I echo #3 talking to their nephrologist. They may say "they do this all the time, I'm not sure why someone sent them to the ED, I'll have someone call them tomorrow" or "wow this is weird, you should bring them in" both of which have a substantial affect on your likelihood ratios of badness. Follow both of these scenarios up by talking to the patient. If you tell them everything is negative, they might not be wanting to stay, and you can document the "upon shared decision making with the patient, and discussion of risks and alternatives, they chose to..." that looks good on the chart and is the best thing for them in the setting of "nothing wrong" as well as making the sale of things easier with hospitalist if they give you pushback - "they don't feel safe going home". They may end up being fine with going home, and "just came in to get checked out." While many/most of these patients are ticking time bombs, some of the folks that have been on dialysis a while have been through some stuff, and you couldn't kill if you tried.
 
1) discharge. we admit mostly for cardiac stuff. guessing its not a PE or blah blah that's causing their syncope. they got the pacemaker so fi they pass out again they're good to go.

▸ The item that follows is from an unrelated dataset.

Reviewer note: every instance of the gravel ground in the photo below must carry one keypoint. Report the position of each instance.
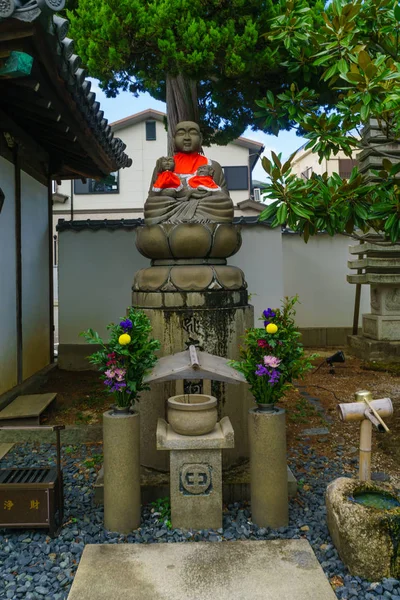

2) agre,e never seen an HCAP that looked great. no real good outpatinet abx to send home on.

3) long discussion with pt and nephrologist, to see tomorrow kinda thing.

good questions though.
Q
 
#2 -- An acute rehab patient may meet HCAP criteria by virtue of the fact that they live in acute rehab. Something to this effect is what you're talking about, right? If they look good and you feel comfortable sending them home, then you could imagine it's likely caused by a community acquired PNA bug and not a multi-drug resistant pathogen. In which case, levaquin or ceftriaxone + azithro depending on local sensitivities should be fine.